The IRS has pared layers off its management organization, strengthened program management and eliminated the operational gaps between its two applications development organizations by combining them.
The changes should be completed by next month and drive a single view of its Modernization Information Technology and Security Services, or MITS, said CIO Todd Grams.
The tax agency has been overhauling its IT management organization based on business needs to increase the probability that large projects will succeed on the first try. The reorganization also aims to better coordinate delivery of its IT services to IRS employees and tax professionals.
IT weaknesses in the IRS' business modernization projects have resulted in part from management burying responsibility for applications and services in layers of its management organization, or spreading them across many units.
'That led to inherent conflicts. The push to production was winning out over the discipline of how to do it right,' Grams said.Looking up
'If your shoes are on fire, you're going to look down. What we've done with these organizations is that their shoes are not on fire any longer so they can now look up,' he said.
Grams removed the IT services components, such as enterprise services, from administrative divisions to stand alone and report directly to him.
'An organizational chart by itself isn't going to fix anything, but it can remove some barriers,' Grams said.
He combined management of all enterprise service functions, such as architecture, lifecycle, configuration and requirements into one unit.
'That allows [the] service delivery organization to focus on service delivery,' said deputy CIO Art Gonzalez. 'In the past, they had to do different things.'
Under the reorganization, the IRS plans to combine business systems modernization and business systems development into the single Application Solutions organization.
The new office should better coordinate major IT projects as the projects move out of development and the IRS takes over operation, Grams said.
Integrating BSM and BSD should also smooth out the inconsistencies in an application's performance that occurred when they were separate organizations.
In previous years, large IT projects were put in the BSM portfolio and small-to-midsize projects were in BSD.
The combined Applications Solutions will drive the IRS to one annual IT portfolio with explicit priorities and projects to fit the modernization strategy.
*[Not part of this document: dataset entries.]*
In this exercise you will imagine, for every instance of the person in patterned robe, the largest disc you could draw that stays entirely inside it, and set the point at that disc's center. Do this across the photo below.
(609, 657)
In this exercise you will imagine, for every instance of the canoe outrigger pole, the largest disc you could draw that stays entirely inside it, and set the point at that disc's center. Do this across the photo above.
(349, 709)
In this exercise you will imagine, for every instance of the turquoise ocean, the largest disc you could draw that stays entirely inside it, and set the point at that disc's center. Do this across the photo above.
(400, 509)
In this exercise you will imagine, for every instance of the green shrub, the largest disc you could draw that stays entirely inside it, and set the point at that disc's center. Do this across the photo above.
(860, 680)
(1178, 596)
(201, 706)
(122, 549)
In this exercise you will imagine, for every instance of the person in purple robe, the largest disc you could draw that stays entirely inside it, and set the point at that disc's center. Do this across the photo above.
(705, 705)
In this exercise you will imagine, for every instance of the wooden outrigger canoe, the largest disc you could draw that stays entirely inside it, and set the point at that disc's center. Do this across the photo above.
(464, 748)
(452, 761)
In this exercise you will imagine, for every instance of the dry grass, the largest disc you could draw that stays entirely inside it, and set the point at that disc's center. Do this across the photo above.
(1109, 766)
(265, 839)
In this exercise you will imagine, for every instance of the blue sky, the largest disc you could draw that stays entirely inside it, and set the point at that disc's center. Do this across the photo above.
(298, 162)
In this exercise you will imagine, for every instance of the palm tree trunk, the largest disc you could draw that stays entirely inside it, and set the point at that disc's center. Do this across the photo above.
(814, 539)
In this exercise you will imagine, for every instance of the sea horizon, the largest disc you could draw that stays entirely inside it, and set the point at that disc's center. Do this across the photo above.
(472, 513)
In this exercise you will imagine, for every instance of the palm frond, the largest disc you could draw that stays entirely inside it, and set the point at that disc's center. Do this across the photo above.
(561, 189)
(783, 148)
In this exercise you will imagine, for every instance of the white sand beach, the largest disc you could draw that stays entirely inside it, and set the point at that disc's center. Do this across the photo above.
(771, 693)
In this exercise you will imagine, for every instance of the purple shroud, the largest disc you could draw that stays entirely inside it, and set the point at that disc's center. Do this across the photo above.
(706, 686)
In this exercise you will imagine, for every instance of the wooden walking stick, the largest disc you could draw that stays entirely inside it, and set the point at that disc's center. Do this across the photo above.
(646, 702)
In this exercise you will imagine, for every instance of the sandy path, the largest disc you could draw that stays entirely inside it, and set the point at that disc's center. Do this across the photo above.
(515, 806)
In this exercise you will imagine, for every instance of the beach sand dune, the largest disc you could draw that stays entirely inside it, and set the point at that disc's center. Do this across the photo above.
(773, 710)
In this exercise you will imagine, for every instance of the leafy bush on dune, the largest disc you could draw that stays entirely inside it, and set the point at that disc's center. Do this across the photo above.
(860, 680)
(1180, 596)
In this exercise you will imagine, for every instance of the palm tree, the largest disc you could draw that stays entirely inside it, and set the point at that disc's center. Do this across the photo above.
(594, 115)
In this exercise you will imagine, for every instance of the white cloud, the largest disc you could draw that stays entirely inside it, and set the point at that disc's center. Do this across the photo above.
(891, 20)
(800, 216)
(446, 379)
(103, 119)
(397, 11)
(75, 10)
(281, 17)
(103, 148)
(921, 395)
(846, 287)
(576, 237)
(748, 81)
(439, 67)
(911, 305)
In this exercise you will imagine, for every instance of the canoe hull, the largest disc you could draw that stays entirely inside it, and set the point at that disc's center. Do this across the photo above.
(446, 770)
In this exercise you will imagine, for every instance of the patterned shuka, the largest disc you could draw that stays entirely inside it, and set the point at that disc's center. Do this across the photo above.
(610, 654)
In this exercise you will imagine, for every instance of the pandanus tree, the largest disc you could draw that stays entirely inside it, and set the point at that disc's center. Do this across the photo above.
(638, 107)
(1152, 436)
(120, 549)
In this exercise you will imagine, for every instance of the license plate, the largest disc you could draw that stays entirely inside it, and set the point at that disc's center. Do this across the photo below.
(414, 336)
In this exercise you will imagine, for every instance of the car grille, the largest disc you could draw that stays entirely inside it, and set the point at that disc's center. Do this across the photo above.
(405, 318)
The same unit also will be responsible for most of the costs to operate applications once they have passed through development and are in production.
'It will be a more coordinated delivery to the customer. Through this organization, we'll be able to treat an application as one product instead of six or seven unique component deliveries,' Gonzalez said.
The IRS is studying a proposal from IBM Corp. on what the Applications Solution organization should look like, based on models in industry and best practices. The IRS will decide by the end of the year on the organization model, Gonzalez said.
Grams also has begun hiring 200 technically skilled IT staff members after a two-year freeze.
An example of what an employee would see that's different is the equipment support help desk. By increasing the job grade of IT staff people who answer the help desk phones, the IRS can pay a higher salary to attract more technically experienced staff capable of resolving more problems on the first call.
'Not only is your customer happy, but you're not tapping your resources out in the field,' Grams said. 'When they have to go out and touch a machine, that ought to be for more complex issues than something that [can be] handled over the phone.'
Mary Mosquera is a reporter for Federal Computer Week.